Beautiful women make men's brains go haywire: Study
The study establishes that while trying to impress a beautiful woman, men use so much of their brain that their mind gets temporarily impaired to perform any other task.
This is the reason if men are given memory tests designed to measure brain functions in the presence of an attractive female, they are likely to perform bad.
Researchers at the Radboud University in The Netherlands conducted this study after one of them had an encounter with an attractive woman whom he was so keen to impress that he “temporarily absorbed most of his cognitive resources”.
Research methodology
The researchers included 40 male heterosexual students in research. Each one of them had to perform a standard memory test. After completing the test, the volunteers had to spend at least seven minutes chatting to male or female members of the research team.
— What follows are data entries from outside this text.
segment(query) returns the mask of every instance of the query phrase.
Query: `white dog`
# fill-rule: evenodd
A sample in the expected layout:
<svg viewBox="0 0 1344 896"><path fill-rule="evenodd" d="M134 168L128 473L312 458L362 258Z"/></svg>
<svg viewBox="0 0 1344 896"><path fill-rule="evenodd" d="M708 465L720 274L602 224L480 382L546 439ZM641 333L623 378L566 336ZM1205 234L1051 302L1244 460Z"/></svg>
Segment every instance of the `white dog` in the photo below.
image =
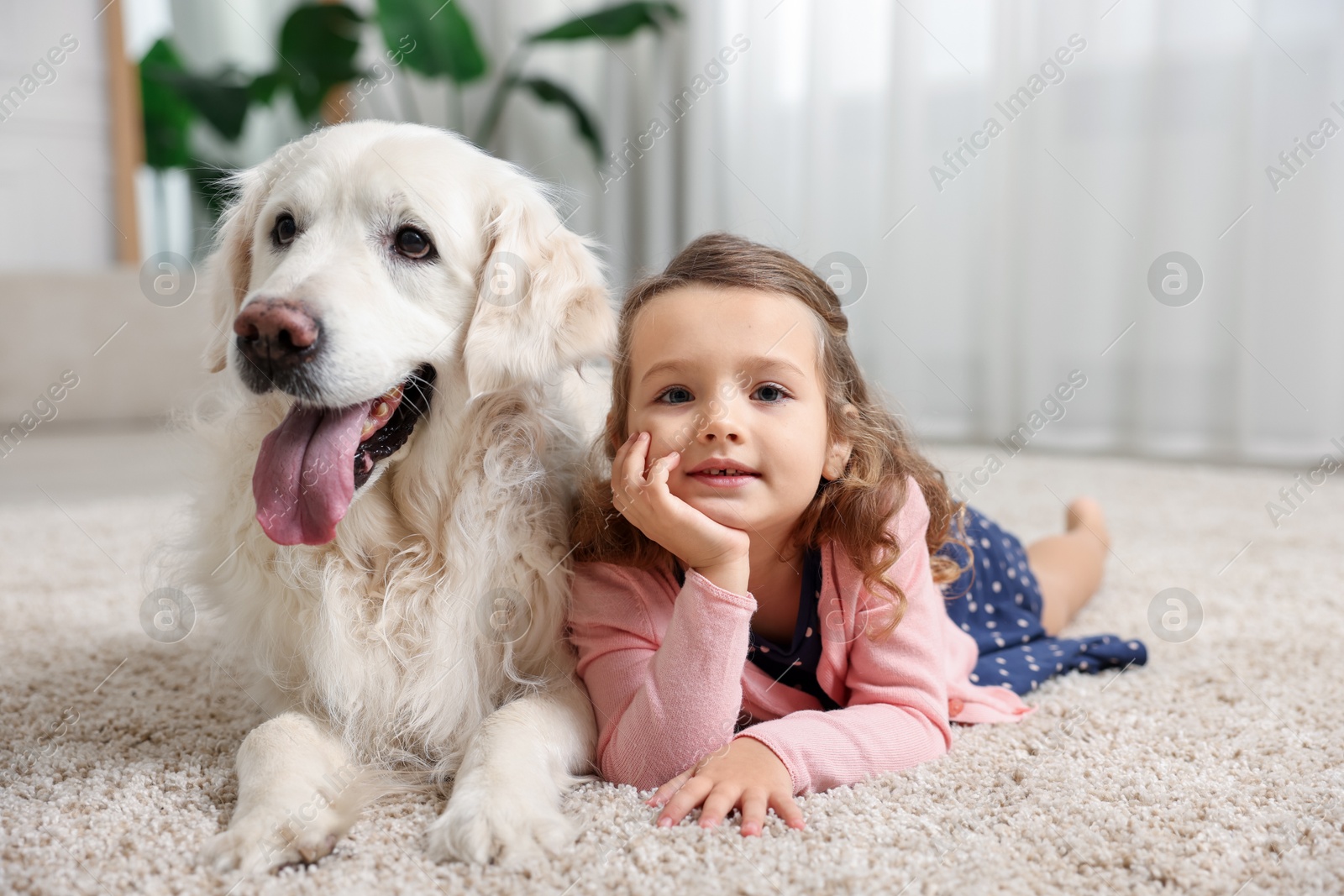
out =
<svg viewBox="0 0 1344 896"><path fill-rule="evenodd" d="M593 246L519 168L417 125L317 132L238 188L185 566L271 717L202 857L314 861L395 770L454 779L430 857L526 865L573 841L595 739L563 637L605 400L581 368L614 336Z"/></svg>

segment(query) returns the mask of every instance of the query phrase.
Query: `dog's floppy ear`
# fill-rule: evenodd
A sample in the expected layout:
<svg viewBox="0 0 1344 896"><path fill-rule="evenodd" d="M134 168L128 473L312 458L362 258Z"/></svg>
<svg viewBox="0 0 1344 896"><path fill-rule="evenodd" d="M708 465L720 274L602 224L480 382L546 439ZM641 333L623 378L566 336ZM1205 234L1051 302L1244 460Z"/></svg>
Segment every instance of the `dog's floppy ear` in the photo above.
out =
<svg viewBox="0 0 1344 896"><path fill-rule="evenodd" d="M255 168L238 172L233 181L237 199L220 218L215 251L206 262L204 293L214 328L203 360L211 373L224 369L228 363L234 318L251 282L251 235L267 193L265 177Z"/></svg>
<svg viewBox="0 0 1344 896"><path fill-rule="evenodd" d="M472 395L544 380L610 352L616 318L601 265L521 175L505 181L491 208L485 246L462 348Z"/></svg>

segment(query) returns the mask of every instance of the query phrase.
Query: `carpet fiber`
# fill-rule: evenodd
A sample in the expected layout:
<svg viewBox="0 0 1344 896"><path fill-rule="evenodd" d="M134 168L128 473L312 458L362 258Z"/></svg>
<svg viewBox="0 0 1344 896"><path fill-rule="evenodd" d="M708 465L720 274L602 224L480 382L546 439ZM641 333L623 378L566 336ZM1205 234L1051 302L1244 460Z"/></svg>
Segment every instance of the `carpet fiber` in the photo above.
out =
<svg viewBox="0 0 1344 896"><path fill-rule="evenodd" d="M984 455L931 453L950 472ZM427 862L439 806L388 798L317 865L233 892L1344 892L1344 485L1275 529L1265 502L1292 482L1012 458L972 502L1030 543L1060 498L1098 497L1114 552L1066 634L1141 638L1148 665L1054 678L1021 724L954 727L942 759L806 798L805 832L656 830L633 789L594 783L567 801L578 842L512 873ZM32 496L0 505L0 892L223 893L192 853L261 716L212 682L208 619L172 645L141 627L140 562L181 496ZM1203 611L1184 642L1149 623L1169 587Z"/></svg>

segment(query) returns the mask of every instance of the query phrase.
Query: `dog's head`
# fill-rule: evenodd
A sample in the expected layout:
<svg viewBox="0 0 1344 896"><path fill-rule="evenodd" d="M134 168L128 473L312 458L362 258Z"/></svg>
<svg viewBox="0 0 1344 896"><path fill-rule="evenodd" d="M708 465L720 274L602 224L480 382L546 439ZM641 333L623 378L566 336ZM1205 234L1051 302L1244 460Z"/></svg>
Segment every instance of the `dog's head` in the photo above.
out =
<svg viewBox="0 0 1344 896"><path fill-rule="evenodd" d="M335 537L435 382L480 394L599 357L614 322L590 244L544 189L419 125L316 132L237 176L207 283L212 372L293 396L262 442L257 519Z"/></svg>

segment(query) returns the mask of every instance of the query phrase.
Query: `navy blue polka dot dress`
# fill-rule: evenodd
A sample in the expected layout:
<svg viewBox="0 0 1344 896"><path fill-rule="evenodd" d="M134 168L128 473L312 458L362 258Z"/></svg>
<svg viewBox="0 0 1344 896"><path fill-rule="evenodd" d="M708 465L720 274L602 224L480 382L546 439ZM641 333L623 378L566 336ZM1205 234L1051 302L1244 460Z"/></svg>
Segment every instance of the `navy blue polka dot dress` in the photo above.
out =
<svg viewBox="0 0 1344 896"><path fill-rule="evenodd" d="M1021 541L969 505L964 533L974 549L973 562L960 579L943 586L943 596L948 615L980 647L980 660L970 674L974 684L1021 695L1051 676L1074 669L1097 673L1148 662L1148 649L1141 641L1113 634L1047 635L1040 625L1040 588L1027 566ZM966 549L960 544L949 541L938 553L966 563Z"/></svg>

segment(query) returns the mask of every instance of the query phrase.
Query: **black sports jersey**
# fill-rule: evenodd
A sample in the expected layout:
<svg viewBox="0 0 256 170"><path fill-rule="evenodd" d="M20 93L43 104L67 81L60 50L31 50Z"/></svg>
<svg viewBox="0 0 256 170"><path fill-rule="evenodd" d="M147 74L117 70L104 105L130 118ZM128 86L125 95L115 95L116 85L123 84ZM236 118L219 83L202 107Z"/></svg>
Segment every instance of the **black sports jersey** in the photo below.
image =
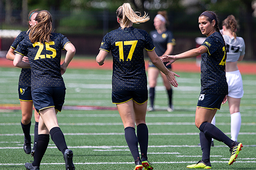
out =
<svg viewBox="0 0 256 170"><path fill-rule="evenodd" d="M51 41L32 44L28 36L16 52L29 58L31 67L31 90L41 86L65 86L60 72L61 50L70 42L61 34L52 33Z"/></svg>
<svg viewBox="0 0 256 170"><path fill-rule="evenodd" d="M207 37L202 46L208 52L201 55L201 94L227 94L228 86L225 68L225 44L220 33Z"/></svg>
<svg viewBox="0 0 256 170"><path fill-rule="evenodd" d="M99 49L112 53L113 91L147 88L143 50L154 48L149 34L133 26L119 28L104 36Z"/></svg>
<svg viewBox="0 0 256 170"><path fill-rule="evenodd" d="M19 43L24 39L27 36L27 31L22 32L17 36L14 40L14 42L11 46L11 48L14 50L17 48ZM22 68L20 78L19 78L19 85L30 86L31 78L31 70L30 68Z"/></svg>
<svg viewBox="0 0 256 170"><path fill-rule="evenodd" d="M165 53L167 50L168 44L171 43L173 46L176 44L175 39L170 30L166 30L159 34L157 30L154 30L150 32L150 34L156 47L155 50L158 56L162 56Z"/></svg>

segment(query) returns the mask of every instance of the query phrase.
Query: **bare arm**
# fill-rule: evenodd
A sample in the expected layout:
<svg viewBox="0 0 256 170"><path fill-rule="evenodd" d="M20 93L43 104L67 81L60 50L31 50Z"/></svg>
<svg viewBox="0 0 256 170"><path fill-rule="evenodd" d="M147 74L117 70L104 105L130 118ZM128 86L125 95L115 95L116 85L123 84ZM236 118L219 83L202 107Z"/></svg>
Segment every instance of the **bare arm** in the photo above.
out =
<svg viewBox="0 0 256 170"><path fill-rule="evenodd" d="M65 46L65 50L67 51L63 63L60 66L61 74L66 72L68 64L73 59L76 53L76 48L72 43L68 43Z"/></svg>
<svg viewBox="0 0 256 170"><path fill-rule="evenodd" d="M166 67L165 66L163 62L161 61L160 58L157 55L155 50L153 51L147 51L148 55L149 56L151 62L156 66L163 73L166 75L166 77L169 80L171 84L175 87L178 86L178 82L175 79L175 76L180 76L176 73L170 72Z"/></svg>
<svg viewBox="0 0 256 170"><path fill-rule="evenodd" d="M167 64L166 64L168 66L171 64L176 60L193 58L197 56L201 55L205 52L207 52L207 48L205 46L201 46L197 48L189 50L188 51L175 56L165 55L164 56L164 57L162 58L162 60L163 62L169 62Z"/></svg>
<svg viewBox="0 0 256 170"><path fill-rule="evenodd" d="M23 58L23 56L19 54L16 54L13 62L14 66L20 68L30 68L30 64L29 63L23 62L22 60Z"/></svg>
<svg viewBox="0 0 256 170"><path fill-rule="evenodd" d="M99 54L96 57L96 61L99 64L99 66L102 66L104 64L104 61L108 52L104 50L99 50Z"/></svg>

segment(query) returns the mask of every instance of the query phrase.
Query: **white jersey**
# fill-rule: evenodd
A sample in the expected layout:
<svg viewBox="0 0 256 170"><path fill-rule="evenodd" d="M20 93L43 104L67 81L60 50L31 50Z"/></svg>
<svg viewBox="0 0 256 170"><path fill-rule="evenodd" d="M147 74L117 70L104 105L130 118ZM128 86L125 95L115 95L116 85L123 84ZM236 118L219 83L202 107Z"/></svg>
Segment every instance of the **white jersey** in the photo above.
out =
<svg viewBox="0 0 256 170"><path fill-rule="evenodd" d="M227 35L223 35L227 50L226 62L237 62L241 56L245 53L245 44L243 38L237 36L230 38Z"/></svg>

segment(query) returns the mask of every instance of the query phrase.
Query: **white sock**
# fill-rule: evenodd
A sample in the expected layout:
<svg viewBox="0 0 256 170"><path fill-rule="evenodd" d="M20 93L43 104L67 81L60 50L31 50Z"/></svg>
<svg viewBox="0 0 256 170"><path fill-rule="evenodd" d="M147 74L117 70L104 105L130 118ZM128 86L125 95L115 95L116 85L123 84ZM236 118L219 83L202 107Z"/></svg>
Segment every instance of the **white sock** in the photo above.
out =
<svg viewBox="0 0 256 170"><path fill-rule="evenodd" d="M212 120L211 120L211 124L212 124L215 126L215 122L216 122L215 116L214 116L213 118L212 118ZM213 138L211 138L211 141L213 141Z"/></svg>
<svg viewBox="0 0 256 170"><path fill-rule="evenodd" d="M240 112L236 112L230 114L230 117L231 139L234 141L237 141L237 136L241 127L241 114Z"/></svg>

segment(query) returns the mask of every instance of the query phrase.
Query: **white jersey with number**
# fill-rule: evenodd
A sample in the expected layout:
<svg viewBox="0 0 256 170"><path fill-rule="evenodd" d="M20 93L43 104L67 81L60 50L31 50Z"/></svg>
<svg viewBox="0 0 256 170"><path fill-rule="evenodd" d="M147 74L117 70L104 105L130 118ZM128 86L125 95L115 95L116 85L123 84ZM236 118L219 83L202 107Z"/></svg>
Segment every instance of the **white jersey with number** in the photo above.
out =
<svg viewBox="0 0 256 170"><path fill-rule="evenodd" d="M237 36L230 38L227 35L223 35L227 50L226 62L235 62L241 56L245 53L245 44L243 38Z"/></svg>

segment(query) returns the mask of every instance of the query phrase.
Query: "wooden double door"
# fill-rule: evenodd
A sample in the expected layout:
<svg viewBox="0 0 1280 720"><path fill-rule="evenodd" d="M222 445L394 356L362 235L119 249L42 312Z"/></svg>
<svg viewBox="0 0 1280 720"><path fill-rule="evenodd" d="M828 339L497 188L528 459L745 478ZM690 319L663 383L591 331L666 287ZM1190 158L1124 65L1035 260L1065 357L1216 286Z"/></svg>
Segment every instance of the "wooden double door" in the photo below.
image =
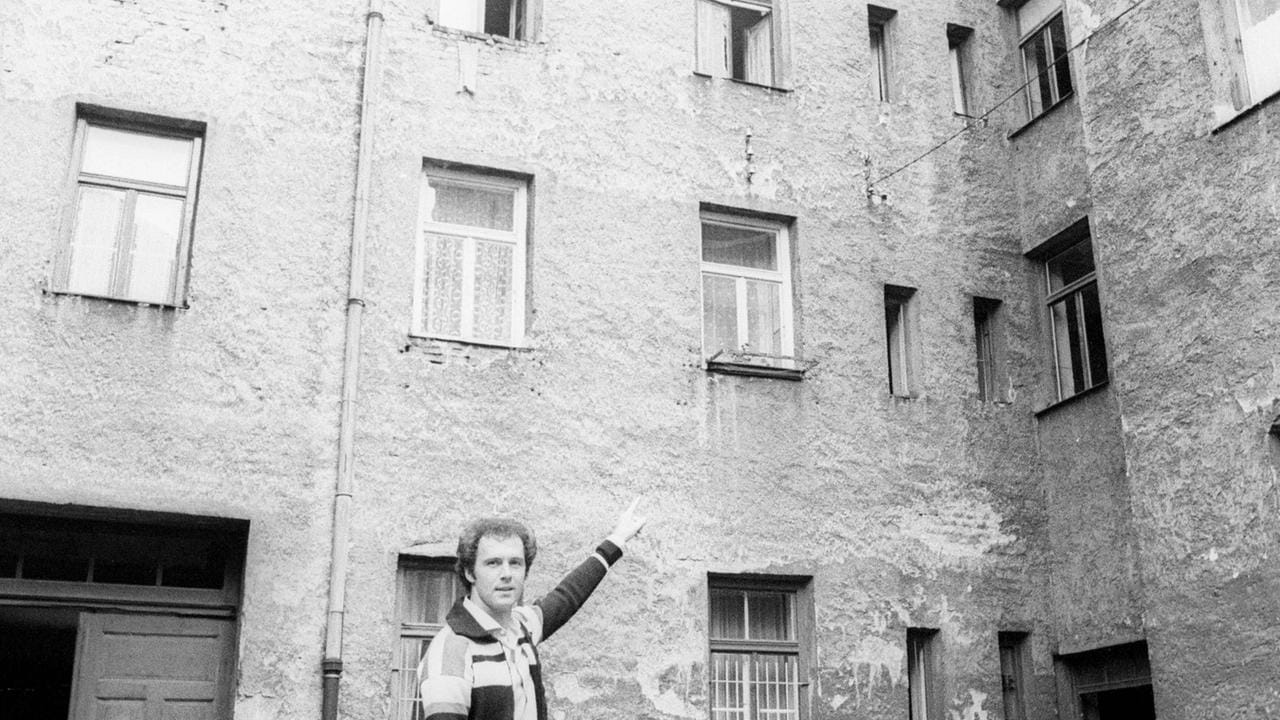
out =
<svg viewBox="0 0 1280 720"><path fill-rule="evenodd" d="M69 720L230 717L234 623L84 611Z"/></svg>

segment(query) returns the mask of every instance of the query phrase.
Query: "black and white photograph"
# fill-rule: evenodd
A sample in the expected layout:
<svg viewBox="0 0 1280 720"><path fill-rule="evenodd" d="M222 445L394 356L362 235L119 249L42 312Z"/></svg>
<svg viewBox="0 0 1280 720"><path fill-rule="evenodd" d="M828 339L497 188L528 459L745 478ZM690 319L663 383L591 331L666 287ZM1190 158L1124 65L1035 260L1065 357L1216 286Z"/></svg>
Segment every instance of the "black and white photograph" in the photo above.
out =
<svg viewBox="0 0 1280 720"><path fill-rule="evenodd" d="M1280 0L0 0L0 720L1280 720Z"/></svg>

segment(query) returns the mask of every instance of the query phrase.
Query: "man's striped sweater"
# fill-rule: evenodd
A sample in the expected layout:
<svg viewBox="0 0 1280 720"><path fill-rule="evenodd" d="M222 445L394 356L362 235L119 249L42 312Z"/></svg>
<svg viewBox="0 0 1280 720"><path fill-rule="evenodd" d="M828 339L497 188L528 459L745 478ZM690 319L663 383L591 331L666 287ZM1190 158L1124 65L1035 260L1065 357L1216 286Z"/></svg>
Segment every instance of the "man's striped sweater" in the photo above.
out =
<svg viewBox="0 0 1280 720"><path fill-rule="evenodd" d="M545 597L513 609L521 633L509 646L492 618L471 610L479 606L467 598L454 603L417 666L425 720L547 720L538 644L582 607L620 557L622 550L604 541ZM516 683L525 702L517 703Z"/></svg>

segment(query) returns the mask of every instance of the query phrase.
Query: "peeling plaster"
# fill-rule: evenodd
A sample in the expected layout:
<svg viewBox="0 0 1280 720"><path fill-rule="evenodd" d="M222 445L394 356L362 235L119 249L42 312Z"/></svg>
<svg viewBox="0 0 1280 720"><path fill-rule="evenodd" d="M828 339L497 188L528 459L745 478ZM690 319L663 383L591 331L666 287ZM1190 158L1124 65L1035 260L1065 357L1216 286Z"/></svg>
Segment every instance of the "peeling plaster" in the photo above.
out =
<svg viewBox="0 0 1280 720"><path fill-rule="evenodd" d="M951 720L989 720L987 711L982 708L987 693L969 688L968 703L961 701L961 707L947 710L947 716Z"/></svg>

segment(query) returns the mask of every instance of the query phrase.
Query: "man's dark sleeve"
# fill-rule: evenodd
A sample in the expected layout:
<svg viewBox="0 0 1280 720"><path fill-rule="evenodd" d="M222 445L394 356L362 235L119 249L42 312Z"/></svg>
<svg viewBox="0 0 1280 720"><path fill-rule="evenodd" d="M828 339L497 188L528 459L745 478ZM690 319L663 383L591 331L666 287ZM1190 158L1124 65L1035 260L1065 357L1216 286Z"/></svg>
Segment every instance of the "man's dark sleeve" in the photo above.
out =
<svg viewBox="0 0 1280 720"><path fill-rule="evenodd" d="M622 557L622 548L609 541L602 542L590 557L573 568L568 575L564 575L556 589L534 602L543 612L541 639L552 637L564 623L568 623L568 619L577 612L579 607L582 607L586 598L591 597L591 592L604 579L609 566L620 557Z"/></svg>

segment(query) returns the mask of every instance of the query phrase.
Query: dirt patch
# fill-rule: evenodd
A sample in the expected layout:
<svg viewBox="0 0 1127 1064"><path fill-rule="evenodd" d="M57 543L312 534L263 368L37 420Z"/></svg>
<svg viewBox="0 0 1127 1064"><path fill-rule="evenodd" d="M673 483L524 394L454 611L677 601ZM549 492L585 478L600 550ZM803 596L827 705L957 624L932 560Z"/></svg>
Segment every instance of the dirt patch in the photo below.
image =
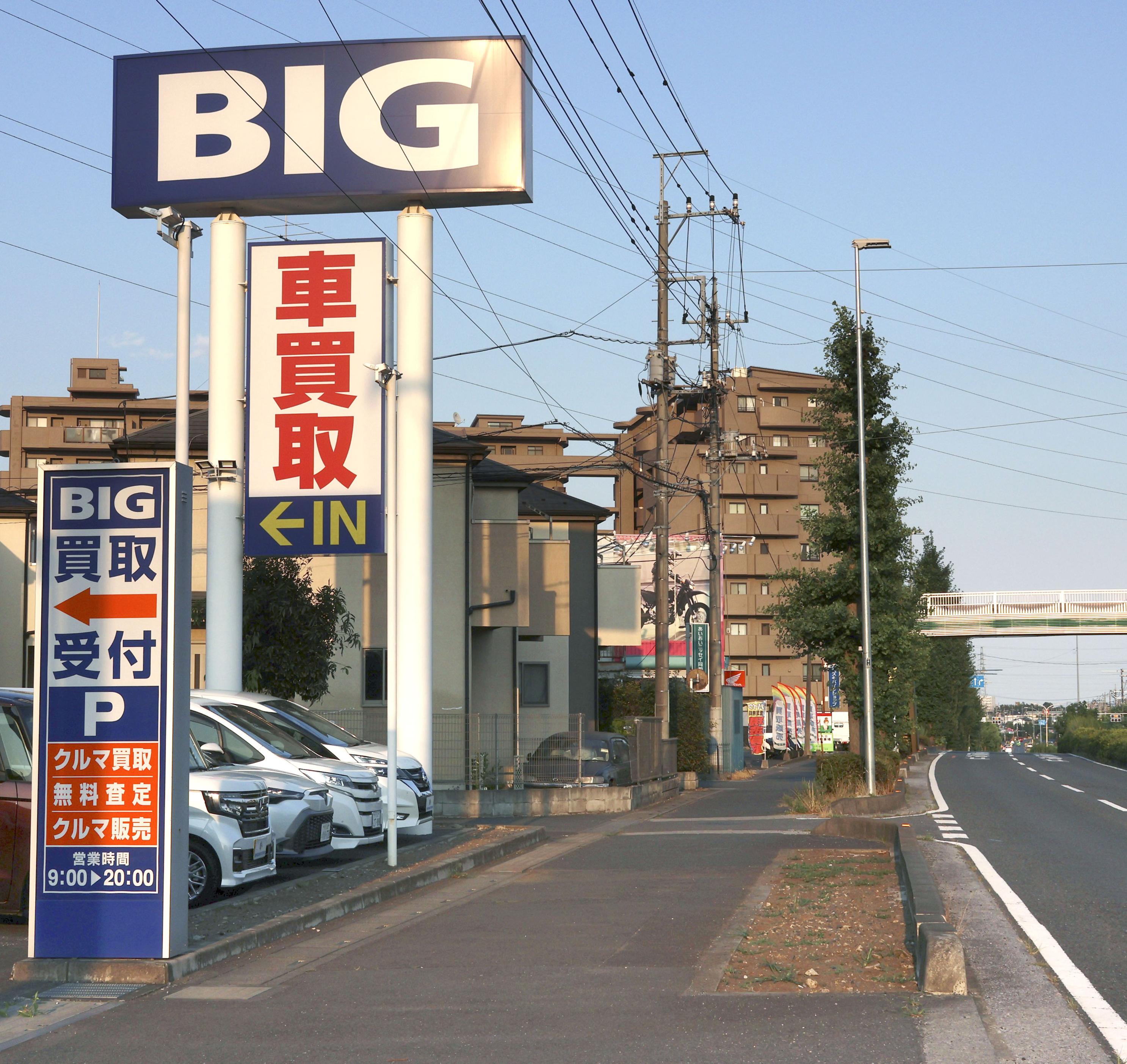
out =
<svg viewBox="0 0 1127 1064"><path fill-rule="evenodd" d="M796 994L915 988L896 866L882 850L796 853L719 986Z"/></svg>

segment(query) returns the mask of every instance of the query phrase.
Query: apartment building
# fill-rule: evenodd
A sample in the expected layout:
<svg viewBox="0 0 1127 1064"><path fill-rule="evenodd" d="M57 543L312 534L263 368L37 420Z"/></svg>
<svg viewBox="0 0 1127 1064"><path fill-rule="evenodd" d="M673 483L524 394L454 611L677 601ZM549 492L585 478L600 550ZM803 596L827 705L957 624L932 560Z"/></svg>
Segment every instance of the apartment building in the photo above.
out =
<svg viewBox="0 0 1127 1064"><path fill-rule="evenodd" d="M779 646L770 617L779 591L778 574L795 566L827 564L808 542L801 524L804 516L825 504L818 485L824 444L815 399L825 379L748 366L734 370L726 383L720 413L726 454L720 488L725 656L728 667L745 671L745 697L767 699L773 684L802 686L806 680L805 659ZM622 434L621 451L650 472L647 477L620 471L615 531L645 534L654 527L654 407L640 407L615 428ZM707 407L691 394L676 397L669 426L671 479L678 486L669 504L669 531L675 535L707 531L694 485L708 480L707 428ZM612 657L605 650L604 655ZM813 693L822 701L819 663L814 664L811 681Z"/></svg>
<svg viewBox="0 0 1127 1064"><path fill-rule="evenodd" d="M110 441L176 414L176 400L142 399L124 381L126 366L116 358L71 358L65 396L12 396L0 406L9 427L0 429L0 488L34 490L38 467L60 462L110 462ZM193 409L207 404L206 391L190 396Z"/></svg>

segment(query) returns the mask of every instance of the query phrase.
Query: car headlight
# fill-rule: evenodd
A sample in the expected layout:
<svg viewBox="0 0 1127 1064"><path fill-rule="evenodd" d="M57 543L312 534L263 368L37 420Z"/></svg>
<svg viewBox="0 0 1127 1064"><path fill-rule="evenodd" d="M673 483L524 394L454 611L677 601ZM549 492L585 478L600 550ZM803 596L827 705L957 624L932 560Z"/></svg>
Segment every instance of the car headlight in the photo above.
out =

Then the male volunteers were made to repeat the memory test. The results showed that spending even a few minutes in the company of attractive women marred the performance of the male volunteers in the second memory test. Their scored lowered as their answers were less accurate.
On the flipside, when the female volunteers were made to repeat the task, they scored better, irrespective of the fact that they had chatted to a man or a woman between the tests.
Findings of the study
The study concluded that if a man finds a woman attractive and spends even few minutes in her company, his cognitive functioning will tend to decline temporarily.
It is because, psychologists say, the males are programmed by evolution to think about the ways to pass on their genes, so whenever they encounter an attractive woman they only think about mating opportunities.
On the contrary, if a woman finds a man attractive, she considers other aspects too like wealth, youth, kindness, confidence, honesty etc. than mere looks.
Psychologist Dr George Fieldman, a member of the British Psychological Society, said, “When a man meets a pretty woman, he is what we call 'reproductively focused'. But a woman also looks for signs of other attributes, such as wealth, youth and kindness. Just the look of the man would be unlikely to have the same effect.”
The study is published in the recent issue of Journal of Experimental and Social Psychology.